2. Très proche de Nicolas Sarkozy, le président de la SNI André Yché s’est distingué sous le précédent quinquennat en voulant conduire une véritable privatisation des sociétés HLM dont il avait la charge, et il a profité durant ces cinq années de fortes protections élyséennes. L’alternance passée, rien ne semble avoir changé : André Yché poursuit la même politique à la tête de la SNI et semble disposer de protections similaires. Ai-je selon vous raison de faire ce constat ?
En sa qualité de ministre de la défense, Jean-Yves Le Drian n’a aucun commentaire à émettre sur la politique de logement.

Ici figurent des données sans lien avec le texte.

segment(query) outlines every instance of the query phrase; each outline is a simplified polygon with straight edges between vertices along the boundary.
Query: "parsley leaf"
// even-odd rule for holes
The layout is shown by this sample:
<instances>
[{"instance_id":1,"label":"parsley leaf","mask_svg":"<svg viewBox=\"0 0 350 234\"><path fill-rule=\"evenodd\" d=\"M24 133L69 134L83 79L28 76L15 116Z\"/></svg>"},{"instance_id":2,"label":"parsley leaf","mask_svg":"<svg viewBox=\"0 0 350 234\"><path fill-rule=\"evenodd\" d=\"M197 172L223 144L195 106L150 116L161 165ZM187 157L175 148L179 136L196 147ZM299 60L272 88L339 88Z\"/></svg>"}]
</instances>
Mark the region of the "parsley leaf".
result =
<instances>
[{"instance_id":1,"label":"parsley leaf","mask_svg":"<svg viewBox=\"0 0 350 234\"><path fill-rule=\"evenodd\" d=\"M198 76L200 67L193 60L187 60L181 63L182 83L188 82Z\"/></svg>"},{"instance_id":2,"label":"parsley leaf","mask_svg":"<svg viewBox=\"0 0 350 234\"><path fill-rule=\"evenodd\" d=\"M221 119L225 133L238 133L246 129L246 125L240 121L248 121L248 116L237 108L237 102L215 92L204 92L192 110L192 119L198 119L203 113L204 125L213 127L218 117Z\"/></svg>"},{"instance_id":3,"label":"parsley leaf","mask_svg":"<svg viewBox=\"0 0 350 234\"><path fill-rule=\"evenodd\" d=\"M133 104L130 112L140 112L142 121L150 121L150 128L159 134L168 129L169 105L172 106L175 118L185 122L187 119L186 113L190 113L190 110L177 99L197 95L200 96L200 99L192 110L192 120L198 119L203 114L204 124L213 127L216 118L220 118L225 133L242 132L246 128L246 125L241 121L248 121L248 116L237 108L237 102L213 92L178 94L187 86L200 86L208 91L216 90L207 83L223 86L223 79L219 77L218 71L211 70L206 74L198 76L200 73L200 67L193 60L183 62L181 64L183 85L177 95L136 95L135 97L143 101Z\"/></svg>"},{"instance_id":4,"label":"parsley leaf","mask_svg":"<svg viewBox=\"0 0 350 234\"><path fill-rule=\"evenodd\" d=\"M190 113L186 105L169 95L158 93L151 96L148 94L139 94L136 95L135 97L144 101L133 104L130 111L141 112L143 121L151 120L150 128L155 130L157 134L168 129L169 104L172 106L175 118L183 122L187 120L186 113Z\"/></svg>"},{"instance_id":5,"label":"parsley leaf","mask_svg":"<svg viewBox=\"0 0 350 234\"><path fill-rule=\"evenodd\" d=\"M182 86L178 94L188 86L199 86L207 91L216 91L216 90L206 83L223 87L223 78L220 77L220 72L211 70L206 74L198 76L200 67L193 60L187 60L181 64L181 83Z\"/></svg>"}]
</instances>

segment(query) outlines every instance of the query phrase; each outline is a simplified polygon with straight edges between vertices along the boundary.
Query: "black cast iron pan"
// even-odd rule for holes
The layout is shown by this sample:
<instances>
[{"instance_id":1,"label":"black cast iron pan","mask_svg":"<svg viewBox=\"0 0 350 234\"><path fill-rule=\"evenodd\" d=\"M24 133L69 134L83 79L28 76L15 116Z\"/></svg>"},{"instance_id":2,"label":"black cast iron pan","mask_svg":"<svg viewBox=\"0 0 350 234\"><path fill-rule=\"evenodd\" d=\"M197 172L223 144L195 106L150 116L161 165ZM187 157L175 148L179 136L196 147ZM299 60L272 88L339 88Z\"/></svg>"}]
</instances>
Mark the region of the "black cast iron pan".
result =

3. Puis-je vous demander pour quelle raison vous avez remis à André Yché le 10 juillet dernier les insignes de commandeur de l’Ordre national du mérite ? Qu’est-ce qui justifie cette distinction, qui a été délivrée au nom du ministère de la défense ?
André Yché a réalisé une grande partie de sa carrière opérationnelle au sein de l’armée de l’air. À vingt-deux ans, il intègre l’école de l’air. Il est breveté pilote de transport en 1978, commandant de bord en 1981 et rejoint les forces aériennes stratégiques la même année. On lui doit vingt-deux campagnes outre-mer et à l’étranger de 1978 à 1992, en Afrique, en Asie, en Océanie et en Amérique.
Sa biographie vous apprendra également qu’André Yché est devenu en 1997 directeur adjoint du cabinet civil et militaire du ministre de la défense, Alain Richard. Il occupera ce poste jusqu’en juillet 1999 et sera promu au grade de contrôleur général des armées en juin 2000.
Pour l’ensemble de ces raisons, de ses responsabilités et de ses qualités, André Yché a été élevé au rang de commandeur de l’Ordre national du mérite.
4. Le 29 janvier 2013, le président de la SNI André Yché a organisé une réception pour présenter ses vœux aux partenaires de sa société pour l’année nouvelle. Pourquoi avez-vous autorisé que cette réception ait lieu aux Invalides ? Ne trouvez-vous pas choquant qu’une filiale de la Caisse des dépôts, intervenant de surcroît dans le secteur du logement social, organise une réception d’un luxe que même un groupe du CAC 40 n’ose pas afficher ? En ces temps de crise, n’est-ce pas choquant qu’une entreprise publique use de la sorte de l’argent public ?
La SNI s’est constituée avec le patrimoine immobilier de la défense et a conservé des liens historiques avec le ministère. Depuis plus de dix ans déjà, la SNI organise aux Invalides sa cérémonie de vœux. Dans ce cadre, elle loue une salle et les services du traiteur de son choix.